- Born: 23 August 1928 Dublin, Ireland
- Died: 22 October 2011 (aged 83) Dublin, Ireland
- Occupations: Journalist and TV presenter

= Cathal O'Shannon (TV presenter) =

Irish journalist and television personality

Cathal O'Shannon (23 August 1928 – 22 October 2011) was an Irish journalist and television presenter. He was a reporter with The Irish Times, and television reporter/presenter and documentary film maker with RTÉ.

He was awarded lifetime membership of the Irish Film & Television Academy in 2010, to which he said it was "particularly gratifying that it occurs before I pop my clogs".

The Irish radio and television broadcaster Terry Wogan described O'Shannon as possibly the greatest Irish television journalist of the 20th century.

==Early life==
O'Shannon was born in Marino, Dublin, Ireland, on 23 August 1928, the son of Cathal O'Shannon (Sr.), a Socialist and Irish Republican. He received his formal education at Colaiste Mhuire School, in Parnell Square, Dublin. Despite his father's politics, as a 16-year-old O'Shannon volunteered for war time service with the Royal Air Force in Belfast in 1945 during World War II, utilizing a forged birth certificate to disguise being underage for enlistment with the British Armed Forces. After air crew training he was posted to the Far East, as a rear gunner in an Avro Lancaster bomber to take part in the Burma Campaign, but the war ended with the downfall of the Japanese Empire before he was required to fly combat sorties.

==Career==
O'Shannon first became a journalist with The Irish Times on leaving the R.A.F. in 1947. Later he joined the Irish state broadcasting service Raidió Teilifís Éireann (RTÉ).

In July 1972 he recorded a notable television interview with 31-year-old Muhammad Ali, when Ali was in Dublin to compete at Croke Park in a bout with Alvin Lewis.

He received a Jacob's Award for his 1976 TV documentary, Even the Olives are Bleeding, which detailed with the activities of the "Connolly Column" in the Spanish Civil War. Two years later he was honoured with a second Jacob's Award for his television biography 'Emmet Dalton Remembers' (1978).
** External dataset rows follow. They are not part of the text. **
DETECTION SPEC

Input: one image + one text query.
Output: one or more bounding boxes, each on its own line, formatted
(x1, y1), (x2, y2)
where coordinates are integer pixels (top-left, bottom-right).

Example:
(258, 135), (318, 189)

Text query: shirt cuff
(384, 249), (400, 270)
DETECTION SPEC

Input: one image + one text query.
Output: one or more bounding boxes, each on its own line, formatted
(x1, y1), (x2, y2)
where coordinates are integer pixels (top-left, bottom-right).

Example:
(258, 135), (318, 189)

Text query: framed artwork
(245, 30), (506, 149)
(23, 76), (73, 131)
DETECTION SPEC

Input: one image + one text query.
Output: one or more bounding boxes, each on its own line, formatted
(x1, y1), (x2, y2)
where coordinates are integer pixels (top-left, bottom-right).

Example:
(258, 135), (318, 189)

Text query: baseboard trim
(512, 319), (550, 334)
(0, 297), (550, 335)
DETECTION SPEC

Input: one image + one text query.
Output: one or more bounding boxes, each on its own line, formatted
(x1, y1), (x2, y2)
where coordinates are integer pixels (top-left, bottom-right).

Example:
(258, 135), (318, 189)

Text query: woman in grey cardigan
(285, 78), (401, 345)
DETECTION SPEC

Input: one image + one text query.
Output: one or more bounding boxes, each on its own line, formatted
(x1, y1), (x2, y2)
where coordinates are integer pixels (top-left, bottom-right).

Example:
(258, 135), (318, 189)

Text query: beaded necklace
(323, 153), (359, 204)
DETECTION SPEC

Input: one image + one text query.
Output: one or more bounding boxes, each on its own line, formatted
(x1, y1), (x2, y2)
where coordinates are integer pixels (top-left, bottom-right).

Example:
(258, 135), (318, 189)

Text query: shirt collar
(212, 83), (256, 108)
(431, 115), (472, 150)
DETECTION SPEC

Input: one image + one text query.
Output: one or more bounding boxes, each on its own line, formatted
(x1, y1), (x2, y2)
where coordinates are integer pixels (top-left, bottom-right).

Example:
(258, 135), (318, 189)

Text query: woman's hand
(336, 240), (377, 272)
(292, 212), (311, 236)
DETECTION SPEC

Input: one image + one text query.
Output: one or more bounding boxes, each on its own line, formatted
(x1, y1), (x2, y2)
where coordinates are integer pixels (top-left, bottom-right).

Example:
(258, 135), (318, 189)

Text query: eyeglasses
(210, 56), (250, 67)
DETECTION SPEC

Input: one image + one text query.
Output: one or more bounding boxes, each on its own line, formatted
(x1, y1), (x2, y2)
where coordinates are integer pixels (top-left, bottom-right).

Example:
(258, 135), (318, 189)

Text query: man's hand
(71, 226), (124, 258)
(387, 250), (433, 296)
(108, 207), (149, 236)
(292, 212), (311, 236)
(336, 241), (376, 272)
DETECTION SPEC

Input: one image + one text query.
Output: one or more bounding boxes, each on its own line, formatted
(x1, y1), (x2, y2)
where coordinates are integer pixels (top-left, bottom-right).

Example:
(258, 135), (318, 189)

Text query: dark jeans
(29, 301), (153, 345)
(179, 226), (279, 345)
In 1978, he left RTÉ to join Canadian company Alcan which was setting up an aluminium plant at Aughinish, County Limerick in 1978. He was head-hunted to become its Director of Public Affairs, an important post at a time when there were environmental concerns about the effects of aluminium production. He admitted that he was attracted by the salary, "five times what RTÉ were paying me", but he also later said that one of the reason for the move was that he had become unhappy with working at RTÉ, stating in an interview that: "The real reason I got out of RTÉ was that they wouldn’t let me do what I wanted to do journalistically". He had submitted proposals to the station's editors for television documentary series on the Civil War, and also one on the wartime Emergency period, but they had been rejected. While he enjoyed the social life with lavish expenses which his public relations duties involved, his friends believed that he missed the varied life and travel of journalism. He retired early from Aughinish in 1992, and returned to making television documentaries with RTÉ.

In January 2007, his last documentary, Hidden History: Ireland's Nazis, was broadcast by RTÉ as a two-part series. It explored how a number of former Nazis and Nazi collaborators from Occupied Europe went to live in Republic of Ireland after the Second World War— the best known of whom was Otto Skorzeny, who lived for a period in County Kildare. Others included such Breton nationalists as Alan Heusaff, Yann Fouéré and Yann Goulet, as well as two Belgians, Albert Folens and Albert Luykx.

On 12 January 2007 he announced his retirement at the age of 80.

==Death==
After weakening health for two years, and spending his last days in a hospice at Blackrock, O'Shannon died at the Beacon Hospital in Dublin on 22 October 2011 in his 84th year. His body was reposed at Fanagans Funeral Home in Dublin on 25 October 2011, followed by a funeral on 26 October 2011 at Glasnevin Cemetery Chapel, where it was afterwards cremated.

==Personal life==
His wife, Patsy, whom he met while they were working for The Irish Times office in London, died in 2006. They had been married for more than 50 years.

In a 2008 television documentary O'Shannon admitted that throughout his marriage he had been a serial womaniser, who had repeatedly engaged in extra-marital affairs unbeknownst to his wife.

==Tributes==
Director-General of RTÉ Noel Curran said O'Shannon had brought into being "some of the great moments in the RTÉ documentary and factual schedule over the past five decades." In tribute, RTÉ One showed the documentary Cathal O'Shannon: Telling Tales on 10 November 2011. It had originally aired in 2008 to mark his 80th birthday.